Assuming ya meter is on AC,

What were the 3 pair readings out of interest ?

ie :

1 & 2
1 & 3
2 & 3

Just curious...
 
took the bike to griff today and yes the stator is toast, readings were 0.5, 0,0.5 should have been 45- 55a if working ok.
now, for a replacement stator, rotor,gasket.oil and filter comes to the princely sum of £1200 with labour!
griff is adamant that rewound coils don't last more than a 100 miles but my question is this:
the bike has had this stator in for 12 years and done around 17000 miles. if i can find somebody to rewind the stator so it discharges the right ampege why would that not last for another 10 years?
 
AFAIK the only known long term fix is the replacement Aprilia Rotor / Stator. (it produces a lower 370w, instead of 500w - so much less heat).

You can get your stator rewound, or there are a number of after market stators available of the shelf. (just google stator aprilia tuono...) - no guarantee on how long they last, seems to vary quite a bit.

My original Ape stator lasted 21k, i replaced that with a "Ricks" stator which only lasted 12k - I have just put another Ricks stator on it but who knows how long that will last.....
 
ok thanks for all your advice guys.
one last question then i'll put this thread to bed!
if a standard stator winding puts out around 60v, if i had the stator rewound to put out less voltage would that make the stator last longer as it would potentially put out less heat (maybe!!) would it still put out enough charge to keep the battery charged.
as above thanks for all your answers!
andy
 
Alas its not that easy.

The issue is the Rotor not the stator (far too much magnetism). I think westcountry windings tried using a thicker wire on the stator (therefore less turns and less voltage) but it still fails.

If you want a long term / permanent fix -then it is the revised Ape Rotor/ Stator route.

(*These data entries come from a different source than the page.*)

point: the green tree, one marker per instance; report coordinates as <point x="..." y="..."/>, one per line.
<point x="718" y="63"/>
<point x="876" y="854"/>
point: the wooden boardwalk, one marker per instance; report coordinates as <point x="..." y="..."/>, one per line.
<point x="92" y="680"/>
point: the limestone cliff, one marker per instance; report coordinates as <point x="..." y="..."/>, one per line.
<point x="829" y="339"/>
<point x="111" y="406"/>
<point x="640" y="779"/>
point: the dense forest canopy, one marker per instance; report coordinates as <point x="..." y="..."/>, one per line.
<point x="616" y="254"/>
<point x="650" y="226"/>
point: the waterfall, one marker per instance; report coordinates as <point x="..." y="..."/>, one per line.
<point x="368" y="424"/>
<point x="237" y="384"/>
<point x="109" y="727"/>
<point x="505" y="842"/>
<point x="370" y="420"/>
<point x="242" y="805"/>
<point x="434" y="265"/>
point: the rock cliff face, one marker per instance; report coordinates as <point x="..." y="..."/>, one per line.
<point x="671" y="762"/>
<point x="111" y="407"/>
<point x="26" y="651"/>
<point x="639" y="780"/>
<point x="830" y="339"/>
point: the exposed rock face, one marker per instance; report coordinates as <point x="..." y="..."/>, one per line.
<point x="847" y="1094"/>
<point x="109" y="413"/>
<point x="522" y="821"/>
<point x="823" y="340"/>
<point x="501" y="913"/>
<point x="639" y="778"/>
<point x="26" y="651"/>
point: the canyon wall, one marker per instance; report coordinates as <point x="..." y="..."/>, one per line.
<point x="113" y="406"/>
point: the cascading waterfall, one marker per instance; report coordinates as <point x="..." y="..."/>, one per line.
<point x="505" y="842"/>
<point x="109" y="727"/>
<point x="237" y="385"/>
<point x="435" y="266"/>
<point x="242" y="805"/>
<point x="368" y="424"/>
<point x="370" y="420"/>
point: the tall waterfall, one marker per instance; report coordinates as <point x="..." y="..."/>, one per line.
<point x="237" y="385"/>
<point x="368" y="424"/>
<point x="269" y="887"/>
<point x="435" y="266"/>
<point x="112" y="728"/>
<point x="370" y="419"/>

If you want a quick / cheaper fix then buy an aftermarket stator...... fit that - and take your chances as to how long it lasts. I think this is what most do.

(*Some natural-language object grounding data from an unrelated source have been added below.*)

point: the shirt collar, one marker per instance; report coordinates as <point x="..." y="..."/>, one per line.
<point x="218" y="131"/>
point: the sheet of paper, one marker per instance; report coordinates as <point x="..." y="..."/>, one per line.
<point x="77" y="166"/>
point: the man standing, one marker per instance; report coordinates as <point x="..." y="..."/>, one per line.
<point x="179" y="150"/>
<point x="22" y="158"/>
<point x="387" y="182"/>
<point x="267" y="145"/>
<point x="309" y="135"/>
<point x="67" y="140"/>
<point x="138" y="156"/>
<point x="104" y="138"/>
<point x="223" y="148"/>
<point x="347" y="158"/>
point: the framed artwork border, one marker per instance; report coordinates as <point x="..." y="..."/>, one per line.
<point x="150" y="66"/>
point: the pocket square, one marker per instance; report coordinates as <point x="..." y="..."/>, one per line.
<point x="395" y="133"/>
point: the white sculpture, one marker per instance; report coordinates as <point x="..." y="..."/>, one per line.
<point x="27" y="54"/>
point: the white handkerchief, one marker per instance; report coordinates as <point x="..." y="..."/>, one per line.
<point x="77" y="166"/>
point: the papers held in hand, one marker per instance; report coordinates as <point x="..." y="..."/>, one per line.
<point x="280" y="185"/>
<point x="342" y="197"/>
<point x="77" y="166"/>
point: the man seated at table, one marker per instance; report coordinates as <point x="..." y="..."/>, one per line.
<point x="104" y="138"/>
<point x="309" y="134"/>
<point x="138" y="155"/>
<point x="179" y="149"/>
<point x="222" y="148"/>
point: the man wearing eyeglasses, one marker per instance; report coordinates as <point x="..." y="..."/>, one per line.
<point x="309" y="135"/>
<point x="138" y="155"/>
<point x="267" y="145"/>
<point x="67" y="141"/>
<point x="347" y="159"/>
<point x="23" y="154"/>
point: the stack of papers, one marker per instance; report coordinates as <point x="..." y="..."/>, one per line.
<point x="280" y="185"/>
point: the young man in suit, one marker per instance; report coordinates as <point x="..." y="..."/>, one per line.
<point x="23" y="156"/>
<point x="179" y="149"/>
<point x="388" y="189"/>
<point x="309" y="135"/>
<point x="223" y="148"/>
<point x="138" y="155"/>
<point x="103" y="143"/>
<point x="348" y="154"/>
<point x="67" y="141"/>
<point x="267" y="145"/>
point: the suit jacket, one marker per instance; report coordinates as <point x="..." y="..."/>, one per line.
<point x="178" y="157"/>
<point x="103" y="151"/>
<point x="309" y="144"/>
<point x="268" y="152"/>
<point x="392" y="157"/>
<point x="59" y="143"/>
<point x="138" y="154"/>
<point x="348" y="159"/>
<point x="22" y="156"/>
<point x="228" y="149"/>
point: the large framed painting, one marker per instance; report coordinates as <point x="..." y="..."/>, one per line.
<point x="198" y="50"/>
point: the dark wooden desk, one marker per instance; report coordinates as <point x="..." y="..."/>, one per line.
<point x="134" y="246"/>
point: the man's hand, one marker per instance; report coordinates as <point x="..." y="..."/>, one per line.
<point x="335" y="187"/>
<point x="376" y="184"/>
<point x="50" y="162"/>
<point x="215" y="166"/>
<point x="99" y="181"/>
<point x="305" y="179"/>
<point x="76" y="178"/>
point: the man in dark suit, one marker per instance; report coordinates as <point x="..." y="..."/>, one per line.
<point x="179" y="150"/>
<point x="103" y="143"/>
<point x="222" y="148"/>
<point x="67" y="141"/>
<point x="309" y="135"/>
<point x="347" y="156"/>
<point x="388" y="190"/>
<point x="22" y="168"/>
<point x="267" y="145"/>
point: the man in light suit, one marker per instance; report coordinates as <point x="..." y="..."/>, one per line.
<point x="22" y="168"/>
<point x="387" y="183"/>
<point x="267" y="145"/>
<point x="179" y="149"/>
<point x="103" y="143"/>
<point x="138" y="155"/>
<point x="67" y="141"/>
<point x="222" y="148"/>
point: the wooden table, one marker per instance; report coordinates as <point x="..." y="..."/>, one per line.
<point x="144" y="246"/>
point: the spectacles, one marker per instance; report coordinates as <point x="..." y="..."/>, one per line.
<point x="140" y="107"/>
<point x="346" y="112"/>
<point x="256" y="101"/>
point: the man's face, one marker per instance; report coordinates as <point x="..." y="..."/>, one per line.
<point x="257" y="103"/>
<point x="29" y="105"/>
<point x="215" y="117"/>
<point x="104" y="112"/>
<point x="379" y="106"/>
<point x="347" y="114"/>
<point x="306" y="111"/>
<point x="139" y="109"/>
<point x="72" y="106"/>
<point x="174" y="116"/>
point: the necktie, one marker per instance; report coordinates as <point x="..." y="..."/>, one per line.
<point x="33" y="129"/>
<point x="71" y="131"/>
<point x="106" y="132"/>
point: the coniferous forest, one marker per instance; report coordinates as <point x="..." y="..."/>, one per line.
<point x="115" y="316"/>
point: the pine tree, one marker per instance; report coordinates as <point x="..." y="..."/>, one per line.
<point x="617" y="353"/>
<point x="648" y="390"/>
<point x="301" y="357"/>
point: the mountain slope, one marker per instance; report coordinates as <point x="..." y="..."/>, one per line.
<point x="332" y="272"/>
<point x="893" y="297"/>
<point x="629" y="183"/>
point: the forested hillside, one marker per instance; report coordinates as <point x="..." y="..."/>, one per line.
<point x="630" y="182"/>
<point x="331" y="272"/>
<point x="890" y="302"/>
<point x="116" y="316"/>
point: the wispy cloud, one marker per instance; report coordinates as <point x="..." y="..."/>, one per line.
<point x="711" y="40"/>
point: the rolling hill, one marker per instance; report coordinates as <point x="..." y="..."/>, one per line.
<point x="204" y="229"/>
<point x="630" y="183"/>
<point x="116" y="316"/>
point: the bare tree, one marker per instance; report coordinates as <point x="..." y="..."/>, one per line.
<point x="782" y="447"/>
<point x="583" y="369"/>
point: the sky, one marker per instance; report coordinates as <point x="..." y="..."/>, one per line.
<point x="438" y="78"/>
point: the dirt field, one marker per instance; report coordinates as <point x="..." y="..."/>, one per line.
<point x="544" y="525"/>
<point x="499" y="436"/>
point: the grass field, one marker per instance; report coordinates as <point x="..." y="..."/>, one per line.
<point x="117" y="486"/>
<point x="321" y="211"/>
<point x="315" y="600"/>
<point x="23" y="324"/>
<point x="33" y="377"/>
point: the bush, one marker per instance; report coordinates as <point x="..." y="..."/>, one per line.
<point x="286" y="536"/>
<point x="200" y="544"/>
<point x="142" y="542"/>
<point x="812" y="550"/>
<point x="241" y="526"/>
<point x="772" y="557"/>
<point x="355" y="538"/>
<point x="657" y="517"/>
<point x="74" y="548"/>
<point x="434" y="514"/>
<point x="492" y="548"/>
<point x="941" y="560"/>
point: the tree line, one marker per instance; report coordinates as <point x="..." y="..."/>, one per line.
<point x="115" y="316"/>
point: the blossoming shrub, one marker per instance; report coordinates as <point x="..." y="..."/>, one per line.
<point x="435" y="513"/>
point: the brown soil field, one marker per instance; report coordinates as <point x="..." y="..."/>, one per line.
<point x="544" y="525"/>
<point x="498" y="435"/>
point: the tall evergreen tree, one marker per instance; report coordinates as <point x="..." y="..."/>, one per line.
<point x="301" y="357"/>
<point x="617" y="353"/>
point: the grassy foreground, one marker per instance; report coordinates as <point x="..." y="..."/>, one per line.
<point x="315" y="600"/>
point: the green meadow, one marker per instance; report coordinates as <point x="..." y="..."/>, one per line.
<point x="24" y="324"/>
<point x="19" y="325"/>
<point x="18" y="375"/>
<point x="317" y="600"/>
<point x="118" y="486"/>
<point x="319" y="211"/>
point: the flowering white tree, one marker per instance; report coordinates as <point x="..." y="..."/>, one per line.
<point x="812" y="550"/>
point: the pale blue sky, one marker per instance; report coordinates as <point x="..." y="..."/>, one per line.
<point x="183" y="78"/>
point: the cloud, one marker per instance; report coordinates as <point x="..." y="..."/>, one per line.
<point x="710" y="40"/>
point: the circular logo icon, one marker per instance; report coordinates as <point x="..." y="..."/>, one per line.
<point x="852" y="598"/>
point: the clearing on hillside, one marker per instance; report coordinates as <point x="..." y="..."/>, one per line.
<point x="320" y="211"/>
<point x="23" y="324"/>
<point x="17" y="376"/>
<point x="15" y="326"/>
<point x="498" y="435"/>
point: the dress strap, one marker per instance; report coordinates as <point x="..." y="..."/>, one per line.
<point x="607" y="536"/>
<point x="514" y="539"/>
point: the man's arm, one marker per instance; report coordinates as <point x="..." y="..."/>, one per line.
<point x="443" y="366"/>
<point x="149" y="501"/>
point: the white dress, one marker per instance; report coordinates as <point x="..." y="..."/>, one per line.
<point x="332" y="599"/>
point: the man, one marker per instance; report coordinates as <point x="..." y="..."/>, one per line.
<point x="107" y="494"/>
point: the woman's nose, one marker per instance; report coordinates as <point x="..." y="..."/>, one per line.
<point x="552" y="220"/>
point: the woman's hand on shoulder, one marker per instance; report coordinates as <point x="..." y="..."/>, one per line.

BTW - make sure you change your oil (and filter) whatever you do as it will have been fried when your stator let go.....
 
plus one with the oil and filter change :thumbup mine smelt like chip fat !!

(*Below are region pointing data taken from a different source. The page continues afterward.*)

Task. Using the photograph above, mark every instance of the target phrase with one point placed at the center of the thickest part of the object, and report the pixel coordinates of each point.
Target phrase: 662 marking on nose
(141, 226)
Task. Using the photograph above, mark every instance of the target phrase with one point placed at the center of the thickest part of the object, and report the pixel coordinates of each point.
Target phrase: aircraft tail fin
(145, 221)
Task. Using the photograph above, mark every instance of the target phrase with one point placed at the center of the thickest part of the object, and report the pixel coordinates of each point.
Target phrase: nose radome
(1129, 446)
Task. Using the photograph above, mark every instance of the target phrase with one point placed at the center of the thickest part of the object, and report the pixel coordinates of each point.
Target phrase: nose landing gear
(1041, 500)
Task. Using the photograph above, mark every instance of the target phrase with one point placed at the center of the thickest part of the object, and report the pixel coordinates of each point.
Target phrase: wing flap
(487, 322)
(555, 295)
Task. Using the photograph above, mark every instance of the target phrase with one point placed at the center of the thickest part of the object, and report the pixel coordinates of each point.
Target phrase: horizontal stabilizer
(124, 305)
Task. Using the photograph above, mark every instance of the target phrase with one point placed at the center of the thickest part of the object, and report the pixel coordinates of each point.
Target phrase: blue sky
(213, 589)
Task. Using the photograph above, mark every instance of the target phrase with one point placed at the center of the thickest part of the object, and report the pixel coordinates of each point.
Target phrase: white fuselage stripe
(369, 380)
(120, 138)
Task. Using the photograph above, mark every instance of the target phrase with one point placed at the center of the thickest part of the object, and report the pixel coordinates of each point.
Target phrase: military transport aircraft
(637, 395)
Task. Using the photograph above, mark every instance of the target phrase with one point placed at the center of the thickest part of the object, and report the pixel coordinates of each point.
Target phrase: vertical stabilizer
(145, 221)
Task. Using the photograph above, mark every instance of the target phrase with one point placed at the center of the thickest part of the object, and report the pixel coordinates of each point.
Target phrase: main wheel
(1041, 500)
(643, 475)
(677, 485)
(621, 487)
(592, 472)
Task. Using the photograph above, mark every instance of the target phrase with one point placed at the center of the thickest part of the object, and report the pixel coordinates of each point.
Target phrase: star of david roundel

the replacement stator I fitted (electro sport) is actually smaller in o/d than the original -therefore making the air/oil gap between the rotor and stator bigger .

hopefully partly addressing the problem .
 
plus one with the oil and filter change :thumbup mine smelt like chip fat !!

the replacement stator I fitted (electro sport) is actually smaller in o/d than the original -therefore making the air/oil gap between the rotor and stator bigger .

hopefully partly addressing the problem .

Like the idea of the smaller od on the stator.... keep us posted how it goes !

:)
 
:)

did you measure the voltage after you fit it ?

Checked mine after fitting the Ricks stator and it seems quite hight ( around 75v at 3k)
 
ok then, got the stator off and I would very much like to meet the person who thought it would be a great idea to route the stator cable through all the oil tubes! I would very much like to warmly shake him by the neck or use him as a repository for my screwdrivers!!! once again your left asking " aprillia , what were you thinking of!!" i would post a picture of said stator but i guess you've all seen a black stator before!.